Ajan 88 atladığı balkonda bir çıkış yolu arıyordu, tam da o sırada bir kurşun aniden kolunu sıyırıp geçti ve çatlak duvara saplandı. Derin bir acı hissettiğinde hemen aldığı hasarı kontrol etti. Gömleğinin kol kısmı ve derisi yırtılmıştı, beyaz kumaşı kaplamaya başlayan kanı görünce sinirlenip şansına küfretti. Acıdan inlememek için dişlerini var gücüyle sıktı ve etrafını hızla bir kez daha inceledi. Kaybedecek zaman yoktu, hareket etmeye devam etmeliydi.

"Olduğun yerde kal!" diye bağıran komutanın sesine kulak asmadı ve balkonun yan tarafına tırmanıp en yakın çatıyı gözüne kestirdi. Atlayış zordu, ama imkansız değildi. Kolundaki acı dayanılmaz bir hal almaya başlamıştı, bunu unutmaya çalıştı ve bir mermi daha yanından geçince nefesini tutup bacaklarında kalan son güçle sıçradı.

Ajan 88'in çatıya ulaşıp koşmaya başlamasını izleyen dürbünlü komutanın ve ellerinde silahlarla göğe bakan askerlerin ağzı açık kalmıştı. "Adam uçtu resmen, lanet olsun." diye fısıldadı askerlerden biri. Komutan da aynı fikirdeydi, geçirdiği şoku atlatınca gözlerini kısıp "Yakalayın şunu!" diye bağırdı bir kez daha. "Derhal vurun ve bana getirin!"

Askerler hemen emre itaat edip harabeye girdi, bazıları da oldukları yerden çatıya ateş etmeye başladılar. On kadar kurşun aynı anda Ajan 88'in etrafından vızıldayarak geçti. Ama o umursamadı, içindeki umutsuzluğa rağmen koşmaya devam etti.

Her şey bitti, kaybettim.

Yine de yakalanıp sorgulanmak yerine ölmeyi yeğlerdi, kalan son kurşununu da intihar etmek için kullanabilirdi. Zaten yaralı kolu yüzünden çok kan kaybetmişti, adım attığı her saniye başı daha çok dönüyordu. Almanya için, diye mırıldandıktan sonra ayakta kalan son küçük duvarın arkasına saklandı ve silahını şakağına dayadı.

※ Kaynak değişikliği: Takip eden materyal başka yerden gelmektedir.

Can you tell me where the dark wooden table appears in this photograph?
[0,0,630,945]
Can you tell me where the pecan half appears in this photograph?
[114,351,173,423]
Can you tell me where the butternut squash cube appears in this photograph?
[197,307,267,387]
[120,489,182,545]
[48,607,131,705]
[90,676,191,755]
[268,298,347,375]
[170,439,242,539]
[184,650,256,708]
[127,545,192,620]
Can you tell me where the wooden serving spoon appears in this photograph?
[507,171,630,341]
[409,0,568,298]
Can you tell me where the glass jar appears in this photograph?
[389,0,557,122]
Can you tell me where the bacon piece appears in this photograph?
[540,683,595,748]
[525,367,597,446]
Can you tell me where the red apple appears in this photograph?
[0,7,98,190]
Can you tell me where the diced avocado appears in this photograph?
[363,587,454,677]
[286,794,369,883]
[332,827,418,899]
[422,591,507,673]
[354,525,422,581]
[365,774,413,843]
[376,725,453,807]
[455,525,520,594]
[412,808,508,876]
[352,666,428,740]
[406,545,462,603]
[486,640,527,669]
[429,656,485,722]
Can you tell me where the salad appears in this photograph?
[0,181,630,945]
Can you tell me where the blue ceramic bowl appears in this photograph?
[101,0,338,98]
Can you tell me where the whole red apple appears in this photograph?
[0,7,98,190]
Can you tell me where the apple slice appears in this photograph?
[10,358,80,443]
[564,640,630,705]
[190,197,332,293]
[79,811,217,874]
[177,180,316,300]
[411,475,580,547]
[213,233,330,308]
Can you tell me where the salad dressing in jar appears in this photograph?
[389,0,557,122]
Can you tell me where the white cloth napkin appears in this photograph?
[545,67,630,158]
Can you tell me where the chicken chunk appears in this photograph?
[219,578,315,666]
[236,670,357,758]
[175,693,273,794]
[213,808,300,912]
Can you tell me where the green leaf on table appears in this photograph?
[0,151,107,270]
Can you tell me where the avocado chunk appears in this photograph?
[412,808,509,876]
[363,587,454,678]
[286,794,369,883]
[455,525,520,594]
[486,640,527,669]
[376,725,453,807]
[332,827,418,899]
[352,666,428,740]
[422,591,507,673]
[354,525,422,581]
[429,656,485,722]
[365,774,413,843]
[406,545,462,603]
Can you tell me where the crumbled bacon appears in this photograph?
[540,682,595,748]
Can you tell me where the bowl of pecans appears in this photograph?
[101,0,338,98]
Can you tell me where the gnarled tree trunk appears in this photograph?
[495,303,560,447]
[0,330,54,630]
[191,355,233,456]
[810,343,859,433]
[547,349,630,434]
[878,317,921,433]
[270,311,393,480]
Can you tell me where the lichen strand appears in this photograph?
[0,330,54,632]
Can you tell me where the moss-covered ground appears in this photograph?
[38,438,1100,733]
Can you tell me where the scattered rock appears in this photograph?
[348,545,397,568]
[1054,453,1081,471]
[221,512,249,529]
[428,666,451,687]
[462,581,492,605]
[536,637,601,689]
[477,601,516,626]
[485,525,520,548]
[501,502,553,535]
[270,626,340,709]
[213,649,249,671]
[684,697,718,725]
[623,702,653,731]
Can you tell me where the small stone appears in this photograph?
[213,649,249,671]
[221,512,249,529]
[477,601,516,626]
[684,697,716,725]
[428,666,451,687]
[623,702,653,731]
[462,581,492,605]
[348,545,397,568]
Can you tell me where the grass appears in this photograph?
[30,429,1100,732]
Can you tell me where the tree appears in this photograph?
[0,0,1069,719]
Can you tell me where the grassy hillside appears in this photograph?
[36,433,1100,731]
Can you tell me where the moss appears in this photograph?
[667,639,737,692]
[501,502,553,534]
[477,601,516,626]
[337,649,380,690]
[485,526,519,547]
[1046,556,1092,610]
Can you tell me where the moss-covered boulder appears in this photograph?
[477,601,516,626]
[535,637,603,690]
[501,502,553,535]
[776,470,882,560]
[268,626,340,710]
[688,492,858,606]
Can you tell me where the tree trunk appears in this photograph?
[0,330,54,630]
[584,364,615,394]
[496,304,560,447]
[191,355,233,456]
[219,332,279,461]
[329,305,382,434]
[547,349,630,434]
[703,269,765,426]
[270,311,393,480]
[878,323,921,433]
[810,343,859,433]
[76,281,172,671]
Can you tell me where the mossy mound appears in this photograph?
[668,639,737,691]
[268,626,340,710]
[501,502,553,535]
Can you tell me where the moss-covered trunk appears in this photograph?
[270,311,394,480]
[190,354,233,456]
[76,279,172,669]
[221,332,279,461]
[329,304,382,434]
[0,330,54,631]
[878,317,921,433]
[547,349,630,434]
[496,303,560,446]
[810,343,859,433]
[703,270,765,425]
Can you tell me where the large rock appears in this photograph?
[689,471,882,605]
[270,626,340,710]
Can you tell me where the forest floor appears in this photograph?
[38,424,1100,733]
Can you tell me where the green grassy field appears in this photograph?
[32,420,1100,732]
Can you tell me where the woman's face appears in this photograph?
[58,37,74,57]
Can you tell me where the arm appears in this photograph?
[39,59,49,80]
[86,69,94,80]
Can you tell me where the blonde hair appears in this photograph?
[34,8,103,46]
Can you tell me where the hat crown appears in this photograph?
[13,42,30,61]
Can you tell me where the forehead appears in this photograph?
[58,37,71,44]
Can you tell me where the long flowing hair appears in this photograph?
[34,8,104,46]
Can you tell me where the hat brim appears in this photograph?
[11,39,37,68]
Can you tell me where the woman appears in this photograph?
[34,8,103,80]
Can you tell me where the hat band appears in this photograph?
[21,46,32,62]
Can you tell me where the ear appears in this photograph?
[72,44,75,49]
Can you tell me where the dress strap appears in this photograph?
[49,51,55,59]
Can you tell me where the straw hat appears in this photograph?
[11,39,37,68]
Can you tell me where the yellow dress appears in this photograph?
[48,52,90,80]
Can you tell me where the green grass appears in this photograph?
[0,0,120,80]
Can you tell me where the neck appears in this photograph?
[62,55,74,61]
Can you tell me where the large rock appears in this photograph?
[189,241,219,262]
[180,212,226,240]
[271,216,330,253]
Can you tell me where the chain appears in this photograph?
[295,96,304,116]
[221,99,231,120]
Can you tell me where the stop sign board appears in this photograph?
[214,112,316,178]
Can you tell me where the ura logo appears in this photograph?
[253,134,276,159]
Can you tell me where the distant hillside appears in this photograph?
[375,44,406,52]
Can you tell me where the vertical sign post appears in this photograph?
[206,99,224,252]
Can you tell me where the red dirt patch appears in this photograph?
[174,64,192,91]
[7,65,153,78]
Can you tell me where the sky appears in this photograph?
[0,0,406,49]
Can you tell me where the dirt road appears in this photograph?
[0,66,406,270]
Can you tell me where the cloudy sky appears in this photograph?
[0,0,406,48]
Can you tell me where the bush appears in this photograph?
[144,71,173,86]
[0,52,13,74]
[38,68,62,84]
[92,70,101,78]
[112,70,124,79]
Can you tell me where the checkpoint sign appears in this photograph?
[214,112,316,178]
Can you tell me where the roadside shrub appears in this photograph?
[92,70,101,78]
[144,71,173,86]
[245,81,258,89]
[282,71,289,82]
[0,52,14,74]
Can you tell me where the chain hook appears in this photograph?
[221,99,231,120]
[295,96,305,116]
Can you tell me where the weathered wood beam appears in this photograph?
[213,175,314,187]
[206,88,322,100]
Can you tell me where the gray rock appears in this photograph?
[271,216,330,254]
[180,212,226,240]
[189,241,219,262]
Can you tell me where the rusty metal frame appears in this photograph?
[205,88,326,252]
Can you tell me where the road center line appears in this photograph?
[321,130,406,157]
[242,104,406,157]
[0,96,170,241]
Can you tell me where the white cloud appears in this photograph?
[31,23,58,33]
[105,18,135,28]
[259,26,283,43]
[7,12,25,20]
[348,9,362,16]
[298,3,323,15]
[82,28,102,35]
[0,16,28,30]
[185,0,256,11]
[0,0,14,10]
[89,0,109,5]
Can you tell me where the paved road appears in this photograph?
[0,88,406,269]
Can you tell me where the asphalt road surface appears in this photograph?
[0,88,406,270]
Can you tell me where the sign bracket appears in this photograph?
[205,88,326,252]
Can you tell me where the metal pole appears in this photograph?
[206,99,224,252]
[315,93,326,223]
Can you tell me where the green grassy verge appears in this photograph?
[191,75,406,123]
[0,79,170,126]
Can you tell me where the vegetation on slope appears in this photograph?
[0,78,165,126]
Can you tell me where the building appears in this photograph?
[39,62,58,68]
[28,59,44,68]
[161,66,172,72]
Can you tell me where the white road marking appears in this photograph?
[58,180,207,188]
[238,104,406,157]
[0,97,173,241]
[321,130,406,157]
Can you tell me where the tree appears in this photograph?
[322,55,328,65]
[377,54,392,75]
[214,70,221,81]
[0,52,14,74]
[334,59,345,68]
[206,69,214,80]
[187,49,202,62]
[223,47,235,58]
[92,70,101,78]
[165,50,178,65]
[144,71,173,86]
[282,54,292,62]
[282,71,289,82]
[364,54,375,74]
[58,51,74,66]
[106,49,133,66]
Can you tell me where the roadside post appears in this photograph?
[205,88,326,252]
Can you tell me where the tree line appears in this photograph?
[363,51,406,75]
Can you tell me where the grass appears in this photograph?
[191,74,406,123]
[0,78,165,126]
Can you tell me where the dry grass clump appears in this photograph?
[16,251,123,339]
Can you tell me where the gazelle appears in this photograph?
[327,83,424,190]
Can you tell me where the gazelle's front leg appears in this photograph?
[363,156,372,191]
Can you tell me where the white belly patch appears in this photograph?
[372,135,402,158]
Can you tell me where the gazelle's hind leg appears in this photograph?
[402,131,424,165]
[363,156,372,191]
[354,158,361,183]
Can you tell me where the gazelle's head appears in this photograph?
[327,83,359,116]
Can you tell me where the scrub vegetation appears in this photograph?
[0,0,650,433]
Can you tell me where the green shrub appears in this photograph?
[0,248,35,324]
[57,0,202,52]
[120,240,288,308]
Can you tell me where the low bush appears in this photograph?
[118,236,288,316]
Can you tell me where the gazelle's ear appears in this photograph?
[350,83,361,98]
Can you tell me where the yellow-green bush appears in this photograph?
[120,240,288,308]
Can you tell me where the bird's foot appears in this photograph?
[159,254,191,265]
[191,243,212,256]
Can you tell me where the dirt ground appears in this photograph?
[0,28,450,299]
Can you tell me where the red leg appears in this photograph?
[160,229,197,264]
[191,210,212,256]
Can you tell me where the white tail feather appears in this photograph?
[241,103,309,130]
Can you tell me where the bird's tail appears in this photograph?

Kaybedecek bir şeyi yoktu, derin bir nefes aldı ve gözlerini kapatıp işaret parmağıyla tetiğe baskı uygulamaya başladı.

Ancak, tam kendini vuracağı esnada ensesine yakın bir yere saplanan kurşun yüzünden dünyası birden karardı, yakıcı bir acıyla dizlerinin üzerine çöktü ve gittikçe yakınlaşan uğuldamalar eşliğinde yere yıkıldı.